The implant selection was based on the patient’s bone anatomy, preference of semi-constrained implant, and freedom of intraoperative choice of implant bone fixation to the vertebral body. As shown on intraoperative live fluoroscopy (Figure 7), the patient’s superior template appears to be more concave compared to the pre-operative x-rays. This makes the prodisc Cervical ‘Match-the-Disc’ disc replacement system the perfect option since I was able to change my implant choice interactively from a flat superior endplate to concave superior endplate with the prodisc C Vivo cervical disc replacement option. This is crucial, since Centinel Spine is the only cervical disc available that gives the surgeon the option of matching the disc replacement shape to the patient specific anatomy.

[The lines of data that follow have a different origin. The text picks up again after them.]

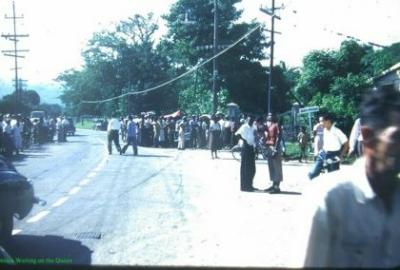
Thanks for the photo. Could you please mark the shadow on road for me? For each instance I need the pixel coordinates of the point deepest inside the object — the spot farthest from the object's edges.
(152, 156)
(48, 249)
(282, 192)
(78, 135)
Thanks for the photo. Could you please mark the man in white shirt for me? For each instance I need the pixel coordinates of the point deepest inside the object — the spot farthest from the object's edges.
(247, 165)
(335, 145)
(113, 128)
(354, 216)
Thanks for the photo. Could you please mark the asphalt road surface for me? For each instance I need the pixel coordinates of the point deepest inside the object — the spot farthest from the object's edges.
(163, 207)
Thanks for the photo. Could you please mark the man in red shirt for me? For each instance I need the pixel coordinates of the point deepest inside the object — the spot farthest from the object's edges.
(272, 135)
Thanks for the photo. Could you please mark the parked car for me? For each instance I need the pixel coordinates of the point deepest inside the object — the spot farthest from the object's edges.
(16, 197)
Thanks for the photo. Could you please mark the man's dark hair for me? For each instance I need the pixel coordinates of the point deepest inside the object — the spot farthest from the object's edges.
(328, 117)
(378, 106)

The Centinel Spine prodisc Cervical system also provides the surgeon with the option of evaluating the endplates intra-operatively after the discectomy and endplate preparation is completed, to make the right choice for endplate selection in regard to the disc replacement (flat versus concave). Also provides the option between different fixation methods such as keel fixation and keel-less fixation; and provides the surgeon the option to select according to the perceived bone quality of the patient intraoperatively.

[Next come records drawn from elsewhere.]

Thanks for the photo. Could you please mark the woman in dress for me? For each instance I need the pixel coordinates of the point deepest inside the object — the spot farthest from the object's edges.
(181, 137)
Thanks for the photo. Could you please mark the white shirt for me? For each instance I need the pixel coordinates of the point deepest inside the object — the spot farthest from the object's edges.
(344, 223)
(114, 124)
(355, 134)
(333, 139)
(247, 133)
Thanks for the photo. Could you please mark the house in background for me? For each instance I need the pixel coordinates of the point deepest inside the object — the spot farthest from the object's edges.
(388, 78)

Unfortunately, none of these options are present with other cervical disc replacement, specifically Mobi-C.
In addition, prodisc is a fixed disc arthroplasty device compared to Mobi-C which is a mobile semi-constrained device with concerns of focal hypermobility.
Post-operative Follow Up
At most recent follow up (6-months post-operatively), the patient is doing extremely well with complete resolution of radiculopathy and complete recovery of strength (Figure 8). The patient is completely satisfied with the cervical results and ecstatic regarding returning to her active lifestyle and maintaining her motion.
Take-Aways
Medicine is not only a science, it is an art; and spine surgery is not the exception. Spine surgery is the art of selecting the right procedure for the right patient. Patient specific surgery, patient driven surgery, and implant selection according to patients’ anatomy are the future in our field. No two patients are the same, and no two surgeries are the same. Centinel Spine’s Match-the-Disc cervical disc replacement system provides the surgeon with an amplitude of options to be able to serve our patients better and select the implant that most closely mimics the patient’s innates anatomy to respect the patient’s physiology.